AWSのRDS(Relational Database Service)などのマネージドデータベースサービスでMulti-AZを有効にすると、プライマリデータベースのインスタンスとは別に、異なるAZにスタンバイ(待機系)のインスタンスが自動的にプロビジョニングされます。

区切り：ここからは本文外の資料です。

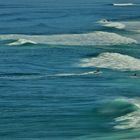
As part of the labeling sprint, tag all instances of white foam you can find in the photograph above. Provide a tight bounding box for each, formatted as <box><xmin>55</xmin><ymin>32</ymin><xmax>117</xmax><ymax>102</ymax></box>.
<box><xmin>0</xmin><ymin>31</ymin><xmax>137</xmax><ymax>46</ymax></box>
<box><xmin>114</xmin><ymin>99</ymin><xmax>140</xmax><ymax>130</ymax></box>
<box><xmin>114</xmin><ymin>112</ymin><xmax>140</xmax><ymax>130</ymax></box>
<box><xmin>50</xmin><ymin>71</ymin><xmax>101</xmax><ymax>77</ymax></box>
<box><xmin>8</xmin><ymin>38</ymin><xmax>37</xmax><ymax>46</ymax></box>
<box><xmin>98</xmin><ymin>19</ymin><xmax>126</xmax><ymax>29</ymax></box>
<box><xmin>122</xmin><ymin>21</ymin><xmax>140</xmax><ymax>33</ymax></box>
<box><xmin>98</xmin><ymin>20</ymin><xmax>140</xmax><ymax>39</ymax></box>
<box><xmin>80</xmin><ymin>52</ymin><xmax>140</xmax><ymax>71</ymax></box>
<box><xmin>113</xmin><ymin>3</ymin><xmax>135</xmax><ymax>6</ymax></box>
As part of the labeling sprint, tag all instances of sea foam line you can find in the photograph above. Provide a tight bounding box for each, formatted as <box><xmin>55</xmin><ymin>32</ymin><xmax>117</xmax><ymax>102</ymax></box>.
<box><xmin>0</xmin><ymin>31</ymin><xmax>137</xmax><ymax>46</ymax></box>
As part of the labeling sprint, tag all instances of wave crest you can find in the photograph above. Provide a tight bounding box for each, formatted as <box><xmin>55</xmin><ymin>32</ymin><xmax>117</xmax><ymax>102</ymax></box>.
<box><xmin>8</xmin><ymin>38</ymin><xmax>37</xmax><ymax>46</ymax></box>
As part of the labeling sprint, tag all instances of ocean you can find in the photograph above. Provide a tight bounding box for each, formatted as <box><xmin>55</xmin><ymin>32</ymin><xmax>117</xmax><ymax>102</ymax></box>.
<box><xmin>0</xmin><ymin>0</ymin><xmax>140</xmax><ymax>139</ymax></box>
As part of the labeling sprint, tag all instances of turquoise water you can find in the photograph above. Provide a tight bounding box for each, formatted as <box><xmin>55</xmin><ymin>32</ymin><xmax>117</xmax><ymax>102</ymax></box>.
<box><xmin>0</xmin><ymin>0</ymin><xmax>140</xmax><ymax>139</ymax></box>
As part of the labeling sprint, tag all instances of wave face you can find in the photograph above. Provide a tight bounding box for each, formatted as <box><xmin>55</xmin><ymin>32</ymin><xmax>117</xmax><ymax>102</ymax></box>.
<box><xmin>80</xmin><ymin>52</ymin><xmax>140</xmax><ymax>71</ymax></box>
<box><xmin>98</xmin><ymin>20</ymin><xmax>140</xmax><ymax>34</ymax></box>
<box><xmin>107</xmin><ymin>98</ymin><xmax>140</xmax><ymax>130</ymax></box>
<box><xmin>0</xmin><ymin>31</ymin><xmax>137</xmax><ymax>46</ymax></box>
<box><xmin>95</xmin><ymin>98</ymin><xmax>140</xmax><ymax>130</ymax></box>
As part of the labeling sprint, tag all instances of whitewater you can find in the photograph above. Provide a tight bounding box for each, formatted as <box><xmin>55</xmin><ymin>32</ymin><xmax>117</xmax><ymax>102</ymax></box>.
<box><xmin>0</xmin><ymin>0</ymin><xmax>140</xmax><ymax>139</ymax></box>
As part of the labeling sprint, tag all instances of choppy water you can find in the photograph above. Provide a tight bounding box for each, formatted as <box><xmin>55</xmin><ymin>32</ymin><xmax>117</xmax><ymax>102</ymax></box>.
<box><xmin>0</xmin><ymin>0</ymin><xmax>140</xmax><ymax>139</ymax></box>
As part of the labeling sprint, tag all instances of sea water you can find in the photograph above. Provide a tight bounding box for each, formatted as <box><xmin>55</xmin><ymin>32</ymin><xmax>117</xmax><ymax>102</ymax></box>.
<box><xmin>0</xmin><ymin>0</ymin><xmax>140</xmax><ymax>139</ymax></box>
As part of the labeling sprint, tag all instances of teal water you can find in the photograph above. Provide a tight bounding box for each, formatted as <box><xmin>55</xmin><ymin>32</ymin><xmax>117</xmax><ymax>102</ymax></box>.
<box><xmin>0</xmin><ymin>0</ymin><xmax>140</xmax><ymax>139</ymax></box>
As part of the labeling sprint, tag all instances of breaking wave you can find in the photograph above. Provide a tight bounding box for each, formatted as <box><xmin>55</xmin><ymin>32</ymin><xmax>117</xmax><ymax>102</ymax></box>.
<box><xmin>113</xmin><ymin>98</ymin><xmax>140</xmax><ymax>130</ymax></box>
<box><xmin>0</xmin><ymin>31</ymin><xmax>137</xmax><ymax>46</ymax></box>
<box><xmin>113</xmin><ymin>3</ymin><xmax>136</xmax><ymax>6</ymax></box>
<box><xmin>98</xmin><ymin>19</ymin><xmax>126</xmax><ymax>29</ymax></box>
<box><xmin>51</xmin><ymin>71</ymin><xmax>101</xmax><ymax>77</ymax></box>
<box><xmin>95</xmin><ymin>98</ymin><xmax>140</xmax><ymax>130</ymax></box>
<box><xmin>8</xmin><ymin>39</ymin><xmax>37</xmax><ymax>46</ymax></box>
<box><xmin>75</xmin><ymin>98</ymin><xmax>140</xmax><ymax>140</ymax></box>
<box><xmin>80</xmin><ymin>52</ymin><xmax>140</xmax><ymax>71</ymax></box>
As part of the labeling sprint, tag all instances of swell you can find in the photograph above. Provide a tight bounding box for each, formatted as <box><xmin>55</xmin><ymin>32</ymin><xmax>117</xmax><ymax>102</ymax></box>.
<box><xmin>74</xmin><ymin>98</ymin><xmax>140</xmax><ymax>140</ymax></box>
<box><xmin>0</xmin><ymin>12</ymin><xmax>23</xmax><ymax>17</ymax></box>
<box><xmin>92</xmin><ymin>98</ymin><xmax>140</xmax><ymax>130</ymax></box>
<box><xmin>0</xmin><ymin>72</ymin><xmax>43</xmax><ymax>80</ymax></box>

  • 同期レプリケーション: プライマリインスタンスへのデータ書き込みは、スタンバイインスタンスへ同期的に複製されます。これにより、障害発生時にもデータ損失(RPO)がゼロまたは最小限に抑えられます。
  • 自動フェイルオーバー: プライマリAZに障害が発生した場合、RDSはDNSレコードを自動で更新し、スタンバイインスタンスへの切り替え(フェイルオーバー)を迅速に行います。ユーザーから見ると、一時的な接続断が発生するだけで、アプリケーションは新しいプライマリインスタンスに再接続して処理を再開できます。

2. EC2インスタンスとロードバランサーでの実装

仮想サーバー(EC2)を使用するアプリケーションの場合、Multi-AZはロードバランサー(ALB/NLB)とオートスケーリンググループを組み合わせて実装されます。

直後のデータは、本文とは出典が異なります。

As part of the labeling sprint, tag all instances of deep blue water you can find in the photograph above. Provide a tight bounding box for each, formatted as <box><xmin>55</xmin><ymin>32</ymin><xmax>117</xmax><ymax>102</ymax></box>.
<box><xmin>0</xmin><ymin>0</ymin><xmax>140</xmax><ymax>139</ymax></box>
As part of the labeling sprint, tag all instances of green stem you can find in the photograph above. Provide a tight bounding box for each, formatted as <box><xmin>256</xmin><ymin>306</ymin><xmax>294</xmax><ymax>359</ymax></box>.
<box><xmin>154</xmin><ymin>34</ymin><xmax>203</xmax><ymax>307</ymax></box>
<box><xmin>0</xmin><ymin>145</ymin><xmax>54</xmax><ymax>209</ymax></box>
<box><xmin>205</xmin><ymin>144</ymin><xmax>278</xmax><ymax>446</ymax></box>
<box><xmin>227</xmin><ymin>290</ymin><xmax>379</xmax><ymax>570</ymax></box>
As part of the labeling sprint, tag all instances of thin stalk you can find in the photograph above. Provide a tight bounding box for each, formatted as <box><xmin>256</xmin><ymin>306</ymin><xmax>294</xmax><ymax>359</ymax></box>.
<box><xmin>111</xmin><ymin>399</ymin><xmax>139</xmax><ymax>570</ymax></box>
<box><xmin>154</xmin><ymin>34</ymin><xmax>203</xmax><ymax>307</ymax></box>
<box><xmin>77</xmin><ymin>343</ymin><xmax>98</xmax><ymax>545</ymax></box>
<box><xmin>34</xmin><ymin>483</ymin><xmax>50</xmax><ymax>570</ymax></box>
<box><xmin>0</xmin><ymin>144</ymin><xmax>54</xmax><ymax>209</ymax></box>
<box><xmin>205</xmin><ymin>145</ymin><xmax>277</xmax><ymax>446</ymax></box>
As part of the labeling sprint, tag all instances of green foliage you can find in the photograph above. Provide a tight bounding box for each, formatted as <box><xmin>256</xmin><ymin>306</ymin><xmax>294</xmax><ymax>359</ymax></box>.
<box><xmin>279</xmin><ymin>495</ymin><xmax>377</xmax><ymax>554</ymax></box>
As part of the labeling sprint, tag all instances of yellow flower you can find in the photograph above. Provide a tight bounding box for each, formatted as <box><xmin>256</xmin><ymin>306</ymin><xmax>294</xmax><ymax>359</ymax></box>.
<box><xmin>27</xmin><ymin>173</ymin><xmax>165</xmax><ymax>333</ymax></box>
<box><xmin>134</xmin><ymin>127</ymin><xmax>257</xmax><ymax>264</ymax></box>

  • 分散配置: オートスケーリンググループが、複数のAZにわたって均等にEC2インスタンスを起動・維持します。
  • トラフィック分散: ロードバランサーが、健全なすべてのAZにあるインスタンスにトラフィックを分散します。
  • AZ障害時: あるAZが利用不能になった場合、ロードバランサーはそのAZ内のインスタンスへのトラフィックを自動的に停止し、残りの健全なAZのインスタンスに処理を継続させます。

Multi-AZの導入効果

効果内容
高可用性(High Availability)サービス停止のリスクを大幅に軽減し、システムの稼働時間を最大化します。
データ耐久性(Data Durability)データベースの同期レプリケーションにより、データが常に複数の物理的に分離された場所に保存されるため、データの損失リスクが極めて低くなります。
災害対策(Disaster Recovery)広い範囲の障害に対応できる、最も基本的なレベルの災害対策が組み込まれています。
Multi-AZの導入効果

Multi-AZは、多くの企業にとって、ミッションクリティカルなシステムをクラウド上で運用するための標準的な設計要件となっています。